AN EAST FREMANTLE woman pushing for gender equality in the workplace has won the business award at this year’s West Australian of the Year ceremony.
Diane Smith-Gander spent 24 years working interstate and overseas because of a lack of job opportunities in WA, before eventually moving back home.
“I hope in the future that women won’t need to leave Perth to progress their careers,” she says.
“Things are really changing – three of the four vice chancellors of our major universities are women.”
She added that she was heartened by the recent appointment of women to executive positions at Woodside, South32 and Fortescue.
The first elected president of Chief Executive Women, Ms Smith-Gander hopes the organisation can “educate and influence all businesses and levels of government on the importance of gender balance, through advocacy, targeted programs and scholarships.”
She says CEW is popular and has doubled its membership.
“WA now has a vibrant chapter with women in indigenous leadership, mining, education, public service, not for profits, professional services, and corporations.”

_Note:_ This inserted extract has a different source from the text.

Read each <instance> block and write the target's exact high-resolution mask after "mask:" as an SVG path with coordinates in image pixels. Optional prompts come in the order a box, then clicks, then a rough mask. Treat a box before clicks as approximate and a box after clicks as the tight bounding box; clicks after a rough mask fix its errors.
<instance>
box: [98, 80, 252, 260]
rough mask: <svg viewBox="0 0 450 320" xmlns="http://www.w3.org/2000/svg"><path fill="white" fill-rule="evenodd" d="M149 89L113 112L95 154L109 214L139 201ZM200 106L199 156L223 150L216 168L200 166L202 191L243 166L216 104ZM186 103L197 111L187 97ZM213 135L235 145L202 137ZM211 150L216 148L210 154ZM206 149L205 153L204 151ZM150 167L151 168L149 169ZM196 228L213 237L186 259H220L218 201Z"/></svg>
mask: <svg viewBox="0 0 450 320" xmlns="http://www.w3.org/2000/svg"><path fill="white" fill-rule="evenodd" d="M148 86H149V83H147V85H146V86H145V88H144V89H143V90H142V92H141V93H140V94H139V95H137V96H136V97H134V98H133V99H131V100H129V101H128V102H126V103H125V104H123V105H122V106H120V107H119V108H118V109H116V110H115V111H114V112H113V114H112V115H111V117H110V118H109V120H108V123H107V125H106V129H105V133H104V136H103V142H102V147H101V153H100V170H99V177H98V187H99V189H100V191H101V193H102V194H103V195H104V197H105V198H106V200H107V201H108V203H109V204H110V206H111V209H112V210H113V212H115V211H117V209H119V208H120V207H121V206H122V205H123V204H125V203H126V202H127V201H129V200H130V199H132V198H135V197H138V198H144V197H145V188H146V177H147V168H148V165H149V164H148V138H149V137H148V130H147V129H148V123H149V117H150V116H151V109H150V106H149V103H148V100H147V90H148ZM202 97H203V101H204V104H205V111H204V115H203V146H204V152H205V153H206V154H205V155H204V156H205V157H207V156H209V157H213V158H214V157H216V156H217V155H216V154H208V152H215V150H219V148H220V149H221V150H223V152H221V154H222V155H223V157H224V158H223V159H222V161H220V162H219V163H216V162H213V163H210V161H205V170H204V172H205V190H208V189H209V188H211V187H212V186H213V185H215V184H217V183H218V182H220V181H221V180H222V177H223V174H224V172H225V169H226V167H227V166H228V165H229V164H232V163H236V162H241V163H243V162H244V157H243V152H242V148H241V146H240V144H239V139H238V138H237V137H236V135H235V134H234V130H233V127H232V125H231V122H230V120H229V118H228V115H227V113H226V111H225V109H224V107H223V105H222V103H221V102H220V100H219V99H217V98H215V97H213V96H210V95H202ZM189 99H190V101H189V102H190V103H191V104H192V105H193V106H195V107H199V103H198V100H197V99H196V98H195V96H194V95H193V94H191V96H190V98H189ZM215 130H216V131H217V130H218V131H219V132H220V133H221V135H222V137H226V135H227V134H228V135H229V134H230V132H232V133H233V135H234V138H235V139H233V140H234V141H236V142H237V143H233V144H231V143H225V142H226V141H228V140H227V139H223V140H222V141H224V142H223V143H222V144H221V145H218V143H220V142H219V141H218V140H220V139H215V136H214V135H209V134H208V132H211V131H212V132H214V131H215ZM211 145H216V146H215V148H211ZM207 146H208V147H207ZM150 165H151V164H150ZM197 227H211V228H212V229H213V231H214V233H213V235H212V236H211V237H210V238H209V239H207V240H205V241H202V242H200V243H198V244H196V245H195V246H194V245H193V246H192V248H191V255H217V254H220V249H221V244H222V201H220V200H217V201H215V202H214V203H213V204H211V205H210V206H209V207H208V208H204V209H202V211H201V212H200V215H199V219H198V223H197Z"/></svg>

“My next 25 years are going to be my most powerful. I plan to keep telling it like it is and pushing women to say ‘yes’ to opportunities.”

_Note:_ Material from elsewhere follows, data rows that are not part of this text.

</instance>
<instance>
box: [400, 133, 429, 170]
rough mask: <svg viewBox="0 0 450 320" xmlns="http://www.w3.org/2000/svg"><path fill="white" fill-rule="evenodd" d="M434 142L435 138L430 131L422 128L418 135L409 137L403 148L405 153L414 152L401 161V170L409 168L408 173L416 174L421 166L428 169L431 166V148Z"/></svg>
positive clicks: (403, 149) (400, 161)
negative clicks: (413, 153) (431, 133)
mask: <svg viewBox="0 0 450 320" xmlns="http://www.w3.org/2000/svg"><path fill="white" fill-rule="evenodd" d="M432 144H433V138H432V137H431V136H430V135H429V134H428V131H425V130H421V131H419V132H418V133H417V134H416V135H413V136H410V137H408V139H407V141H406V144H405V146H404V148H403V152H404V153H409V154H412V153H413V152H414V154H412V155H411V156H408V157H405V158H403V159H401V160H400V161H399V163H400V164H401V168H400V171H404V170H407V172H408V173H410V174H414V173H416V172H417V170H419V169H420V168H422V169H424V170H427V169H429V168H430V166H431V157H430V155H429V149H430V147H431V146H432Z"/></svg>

Her father was a Melville citizen of the year and her mother a WA senior citizen of the year, for her services to the Red Cross.

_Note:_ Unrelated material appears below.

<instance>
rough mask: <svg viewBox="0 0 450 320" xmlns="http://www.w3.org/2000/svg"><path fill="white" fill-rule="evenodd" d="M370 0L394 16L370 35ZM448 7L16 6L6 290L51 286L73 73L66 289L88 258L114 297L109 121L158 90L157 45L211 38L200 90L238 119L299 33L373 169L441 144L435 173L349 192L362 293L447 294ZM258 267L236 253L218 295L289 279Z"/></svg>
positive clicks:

“When I won this award I felt like WA was really welcoming me back and forgiving me for being away for 24 years,” says Ms Smith-Gander, who’s on the boards of Wesfarmers, AGL energy, Keystart Homes and UWA’s business school advisory board. She is also the director of the committee for the economic development of Australia, advocating women’s workplace rights and encouraging them to reach their full potential.